Voice and video are the use cases QoS exists for. Without QoS, a 1-percent packet loss rate on a TCP file transfer is invisible to the user; on a VoIP call, it is a robotic-sounding artifact that ends the meeting. Real-time media has tight requirements that the rest of your traffic does not, and those requirements are what drive every QoS design decision.
This article walks through the latency, jitter, and loss budgets for voice and video, the standard DSCP markings, the LLQ configuration that protects them, the IP phone trust pattern, and the bandwidth math you use to size the priority queue. If you are deploying VoIP for the first time or troubleshooting a video conferencing complaint, this is the reference.

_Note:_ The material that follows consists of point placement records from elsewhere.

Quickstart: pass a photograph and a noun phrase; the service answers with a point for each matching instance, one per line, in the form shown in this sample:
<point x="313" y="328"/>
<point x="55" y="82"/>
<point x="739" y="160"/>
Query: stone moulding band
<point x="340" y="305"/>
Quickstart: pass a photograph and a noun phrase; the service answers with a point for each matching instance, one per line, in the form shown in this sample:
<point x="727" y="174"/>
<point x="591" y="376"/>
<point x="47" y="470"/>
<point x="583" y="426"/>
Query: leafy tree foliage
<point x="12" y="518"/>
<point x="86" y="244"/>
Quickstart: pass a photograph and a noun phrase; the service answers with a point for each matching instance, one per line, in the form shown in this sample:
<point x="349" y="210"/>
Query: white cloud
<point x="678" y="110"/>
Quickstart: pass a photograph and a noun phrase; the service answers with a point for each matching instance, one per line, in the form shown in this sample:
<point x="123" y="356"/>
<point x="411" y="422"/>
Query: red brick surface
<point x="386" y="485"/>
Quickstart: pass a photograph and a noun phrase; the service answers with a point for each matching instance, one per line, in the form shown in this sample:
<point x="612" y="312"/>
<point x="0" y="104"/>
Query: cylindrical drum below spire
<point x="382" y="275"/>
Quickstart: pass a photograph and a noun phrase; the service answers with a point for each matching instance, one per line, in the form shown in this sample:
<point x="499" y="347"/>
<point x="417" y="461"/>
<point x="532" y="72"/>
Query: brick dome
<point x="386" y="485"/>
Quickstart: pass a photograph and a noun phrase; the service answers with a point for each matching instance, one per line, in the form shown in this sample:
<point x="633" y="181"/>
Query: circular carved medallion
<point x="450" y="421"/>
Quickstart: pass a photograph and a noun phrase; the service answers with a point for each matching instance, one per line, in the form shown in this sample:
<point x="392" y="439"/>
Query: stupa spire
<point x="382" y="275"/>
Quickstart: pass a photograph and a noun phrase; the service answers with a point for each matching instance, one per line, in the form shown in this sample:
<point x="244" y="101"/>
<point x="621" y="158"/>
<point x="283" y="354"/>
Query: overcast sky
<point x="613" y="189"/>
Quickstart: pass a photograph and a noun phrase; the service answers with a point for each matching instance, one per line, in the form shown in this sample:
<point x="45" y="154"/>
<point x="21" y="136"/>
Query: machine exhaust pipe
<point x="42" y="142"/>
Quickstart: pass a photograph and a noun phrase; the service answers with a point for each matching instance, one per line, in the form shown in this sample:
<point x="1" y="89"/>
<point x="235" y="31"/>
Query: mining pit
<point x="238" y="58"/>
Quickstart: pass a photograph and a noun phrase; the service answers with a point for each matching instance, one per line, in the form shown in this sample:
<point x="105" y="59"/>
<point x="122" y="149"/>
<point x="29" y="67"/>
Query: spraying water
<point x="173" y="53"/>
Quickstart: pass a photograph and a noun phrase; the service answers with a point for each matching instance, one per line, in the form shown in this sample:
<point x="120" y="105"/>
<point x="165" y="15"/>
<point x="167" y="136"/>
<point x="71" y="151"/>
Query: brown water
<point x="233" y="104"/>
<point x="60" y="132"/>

The Latency, Jitter, and Loss Budgets
| Application | One-way latency | Jitter | Packet loss |
|---|---|---|---|
| VoIP (toll quality) | < 150 ms | < 30 ms | < 1 percent (preferably < 0.1 percent) |
| VoIP (acceptable) | 150-300 ms | < 50 ms | < 3 percent |
| Video conferencing | < 200 ms | < 50 ms | < 1 percent |
| Streaming video (one-way) | < 5 s buffer | tolerated by jitter buffer | < 5 percent |
The numbers come from ITU-T Recommendation G.114 (one-way transmission time) and various enterprise media studies. The 150 ms VoIP latency target is one-way - so the round trip should be under 300 ms. Most domestic networks comfortably meet this; international circuits can be tight.

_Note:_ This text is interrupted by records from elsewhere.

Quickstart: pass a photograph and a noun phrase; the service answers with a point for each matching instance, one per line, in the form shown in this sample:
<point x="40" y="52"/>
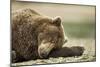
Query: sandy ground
<point x="88" y="55"/>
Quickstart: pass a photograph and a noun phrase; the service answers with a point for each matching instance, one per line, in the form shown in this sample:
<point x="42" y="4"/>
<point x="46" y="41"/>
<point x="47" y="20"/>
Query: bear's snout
<point x="44" y="49"/>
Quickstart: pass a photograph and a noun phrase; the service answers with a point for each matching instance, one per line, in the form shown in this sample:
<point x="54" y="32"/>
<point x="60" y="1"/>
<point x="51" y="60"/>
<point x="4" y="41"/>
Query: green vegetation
<point x="80" y="30"/>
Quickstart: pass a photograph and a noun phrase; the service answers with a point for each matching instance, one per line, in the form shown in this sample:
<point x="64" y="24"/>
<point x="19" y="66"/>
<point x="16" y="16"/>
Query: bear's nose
<point x="44" y="55"/>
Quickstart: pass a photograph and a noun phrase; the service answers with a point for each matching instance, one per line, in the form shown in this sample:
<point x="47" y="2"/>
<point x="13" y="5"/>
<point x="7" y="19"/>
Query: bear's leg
<point x="16" y="57"/>
<point x="67" y="52"/>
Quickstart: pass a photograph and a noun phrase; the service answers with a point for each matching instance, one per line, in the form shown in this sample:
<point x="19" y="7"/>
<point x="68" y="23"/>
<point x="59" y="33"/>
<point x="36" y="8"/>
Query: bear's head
<point x="50" y="35"/>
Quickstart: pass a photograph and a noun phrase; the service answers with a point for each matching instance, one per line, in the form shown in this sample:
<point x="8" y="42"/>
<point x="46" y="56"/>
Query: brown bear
<point x="37" y="36"/>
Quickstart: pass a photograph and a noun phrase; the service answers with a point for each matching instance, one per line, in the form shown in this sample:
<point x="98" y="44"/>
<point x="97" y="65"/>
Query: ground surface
<point x="89" y="54"/>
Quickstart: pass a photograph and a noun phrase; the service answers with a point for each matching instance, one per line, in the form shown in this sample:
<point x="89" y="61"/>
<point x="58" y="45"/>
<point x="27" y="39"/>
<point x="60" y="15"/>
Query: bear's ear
<point x="57" y="21"/>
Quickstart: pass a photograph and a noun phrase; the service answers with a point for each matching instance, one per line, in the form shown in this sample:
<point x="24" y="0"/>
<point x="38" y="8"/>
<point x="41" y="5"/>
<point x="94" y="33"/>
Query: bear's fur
<point x="35" y="35"/>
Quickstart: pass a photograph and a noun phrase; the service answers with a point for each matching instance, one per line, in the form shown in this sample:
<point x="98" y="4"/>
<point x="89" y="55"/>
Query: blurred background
<point x="79" y="23"/>
<point x="78" y="20"/>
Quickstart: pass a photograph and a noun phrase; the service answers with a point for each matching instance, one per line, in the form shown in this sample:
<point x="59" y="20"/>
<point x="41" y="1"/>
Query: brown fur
<point x="34" y="35"/>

Jitter is variation in latency between consecutive packets. A jitter buffer at the receiver smooths small jitter (typically 30-50 ms of buffer); jitter beyond the buffer causes audible artifacts. The QoS goal is to keep jitter below the receiver's buffer.
Packet loss matters more for voice than for streaming because voice has no retransmission - a lost packet is gone. Codecs do packet loss concealment up to a point but quality degrades fast above 1 percent.
Voice Marking and Bandwidth
The standard DSCP markings for voice and video:
| Traffic | DSCP | Decimal | Treatment |
|---|---|---|---|
| VoIP RTP audio (voice payload) | EF | 46 | LLQ priority queue |
| Voice signaling (SIP, H.323) | CS3 | 24 | CBWFQ guaranteed bandwidth |
| Video conferencing (Zoom, Teams, Webex) | AF41 | 34 | CBWFQ with WRED |
| Streaming video (one-way) | CS5 or AF31 | 40 or 26 | CBWFQ |
VoIP bandwidth math. A single VoIP call with G.711 codec consumes:
- G.711 payload: 64 kbps
- RTP/UDP/IP overhead: ~16 kbps
- Layer 2 overhead (Ethernet/MPLS): ~16 kbps
- Total per call: ~96 kbps
For G.729 codec, the payload drops to 8 kbps but the overhead is fixed; total is ~24 kbps per call. For Opus (modern), the payload varies (6-510 kbps); typical voice usage is 24-48 kbps.
Sizing the priority queue: 100 simultaneous G.711 calls = 9.6 Mbps. Reserve 10-15 percent of WAN bandwidth for voice priority queue, which covers typical concurrent call counts comfortably.
IP Phone Trust Pattern
Cisco IP phones mark their own voice traffic with DSCP EF and CoS 5 by default. The access port should trust this marking via Cisco's conditional trust mechanism:
interface GigabitEthernet1/0/5
switchport mode access
switchport access vlan 10 ! Data VLAN (PC behind phone)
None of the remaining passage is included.